In closing, I offer for further consideration five of the points I raised at the January 2009 National Heart, Lung, and Blood Institute meeting. I believe they remain valid and applicable, but I reiterate them here because I believe they represent a perspective largely missing from the Managing guidelines:

  • When my family embraced the research community with—literally—open arms, we began a journey alongside researchers and “we learned as they learned.” As author James Carroll put it, “…the perennially contingent nature of our knowing leaves us no choice but to try to refine” what it is that we know.8 The process of refinement must include us.

  • Donors’ aspirations toward health and life are larger than any language or “informed consent legalese” that can be developed to contain or quell them.

  • Never underestimate the power of the donor’s desperation to overcome any number of constraints—of access, of understanding, or the ability to learn—in getting to knowledge that he or she believes (rightly or wrongly) will extend his or her prospects for survival.

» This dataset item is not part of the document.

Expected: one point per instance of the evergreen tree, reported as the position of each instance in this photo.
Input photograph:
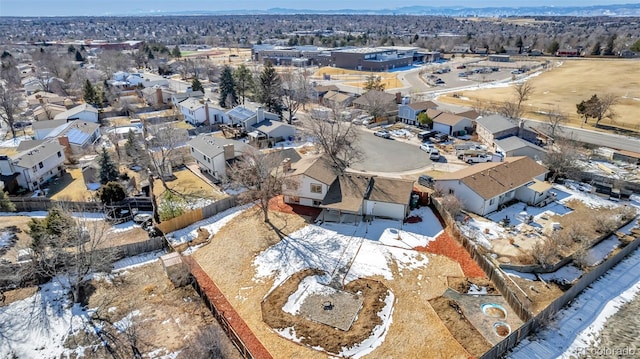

  • Human beings are not only capable of but built for altruism; when we gave our blood, we did so as an almost sacred act. We entered a covenant, not a contract.9

  • The only logical solution is movement toward a more distributive model that spreads responsibility across a wider swath of stakeholders, including the donors themselves. The Web provides innumerable opportunities for facilitating just this type of communication, such that donors could track the journey of their own tissue samples and make the decision for themselves to reach back for additional information or professional guidance in the event clinically interesting information arises.

Disclosure

The author declares no conflict of interest.